Parfois, lorsqu'on n'arrive pas à dormir, on se met à réfléchir. On se rappelle des rêves, on tente de comprendre ce que pourrait être leur sens. Et c'est ainsi qu'un simple escalier devient métaphore de quelque chose de bien plus grand . . . Octobre 2012.

 

Une nuit, j’ai fais un rêve étrange mais, quand j’y repense, non dénué de sens.

Je montais un escalier. C’était un escalier immense, tellement que je n’en voyais pas le haut. Au début, l’escalade fut simple. Les marches se suivaient, régulières, assez basses pour ne pas trop se fatiguer en avançant. Mais plus je montais, plus les marches devenaient hautes. Bientôt il en manqua même, et je dus franchir des gouffres de plus en plus larges. Si je chutais, c’étais finis, je ne pourrais pas retenter l’ascension de cet étrange escalier. Aussi je n’avais pas le choix, je devais essayer de les passer. Heureusement, tout au long de cette montée, je n’étais pas abandonnée. Leurs voix, leurs visages, m’étaient familiers. Si je faisais un faux pas, ils seraient là pour me rattraper. Mes parents, mes sœurs et le reste de ma famille, mes amis et celui que j’aime, même le doux regard vert d’une petite féline qui me fut chère, et d’autres encore : encouragée par leur présence rassurante, je continuais.

Cet escalier était-il sans fin ? Non. Toute chose a une fin.

Je parvins donc finalement tout en haut de l’escalier. Les marches s’arrêtaient à l’entrée d’une petite pièce. Les voix étaient toujours là, mais ténues. Je devais désormais avancer seule. La pièce se continuait par un petit couloir. Cette fois, le silence se fit. Au bout du couloir se trouvait une porte. Je l’ouvris.

Tout le monde un jour ou l’autre ouvrira cette porte au bout du couloir. L’existence est telle cette montée : semée d’embûches, que nous ne sommes heureusement pas seuls pour affronter.

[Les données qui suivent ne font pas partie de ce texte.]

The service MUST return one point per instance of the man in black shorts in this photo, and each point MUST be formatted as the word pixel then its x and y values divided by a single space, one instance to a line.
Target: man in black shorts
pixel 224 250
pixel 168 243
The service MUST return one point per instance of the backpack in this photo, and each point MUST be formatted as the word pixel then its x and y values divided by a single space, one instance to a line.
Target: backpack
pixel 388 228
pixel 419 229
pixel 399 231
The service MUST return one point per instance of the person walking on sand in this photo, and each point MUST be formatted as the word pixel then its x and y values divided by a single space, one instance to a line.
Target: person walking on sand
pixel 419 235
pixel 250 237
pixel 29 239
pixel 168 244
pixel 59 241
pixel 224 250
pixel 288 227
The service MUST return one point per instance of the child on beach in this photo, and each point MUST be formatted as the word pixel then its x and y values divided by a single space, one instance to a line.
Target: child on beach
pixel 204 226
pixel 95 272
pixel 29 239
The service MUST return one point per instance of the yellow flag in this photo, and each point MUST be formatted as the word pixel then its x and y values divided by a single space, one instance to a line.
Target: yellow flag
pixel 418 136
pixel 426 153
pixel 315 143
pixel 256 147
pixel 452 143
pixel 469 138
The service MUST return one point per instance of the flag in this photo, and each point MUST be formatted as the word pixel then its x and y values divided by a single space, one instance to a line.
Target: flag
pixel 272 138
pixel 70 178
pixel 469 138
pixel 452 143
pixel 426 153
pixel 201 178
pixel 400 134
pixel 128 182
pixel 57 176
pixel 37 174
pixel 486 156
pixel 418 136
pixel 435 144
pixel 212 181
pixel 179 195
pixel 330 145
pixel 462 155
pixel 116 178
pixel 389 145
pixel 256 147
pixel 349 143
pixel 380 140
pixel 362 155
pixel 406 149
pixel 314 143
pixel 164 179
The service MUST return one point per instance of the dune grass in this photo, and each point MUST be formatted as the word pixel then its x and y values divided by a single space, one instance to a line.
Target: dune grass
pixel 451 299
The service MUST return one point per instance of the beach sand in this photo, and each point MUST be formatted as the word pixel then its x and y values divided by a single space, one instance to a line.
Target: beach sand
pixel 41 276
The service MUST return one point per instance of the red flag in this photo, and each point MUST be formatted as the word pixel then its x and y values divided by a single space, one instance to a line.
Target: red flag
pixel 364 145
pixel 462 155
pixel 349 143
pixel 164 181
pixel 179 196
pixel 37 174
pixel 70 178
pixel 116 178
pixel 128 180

Alors, malgré les obstacles, on fait de son mieux et on continue d’avancer. Puis au final, un jour, une nuit, on parvient au sommet de l’escalier. La dernière pièce, on s’y avance en abandonnant les autres derrière nous. L’ultime épreuve, on doit l’affronter sans eux. On s’avance, seul dans ce petit couloir. On ouvre la porte.

J’ouvre la porte. Je tombe. Je me réveille. Ce n’était qu’un rêve. Mais je comprends.

Tôt ou tard, chacun arrive en haut de son escalier. Il s’avance, ouvre la porte. Une fois l’ascension terminée, tout finit par retomber dans le néant.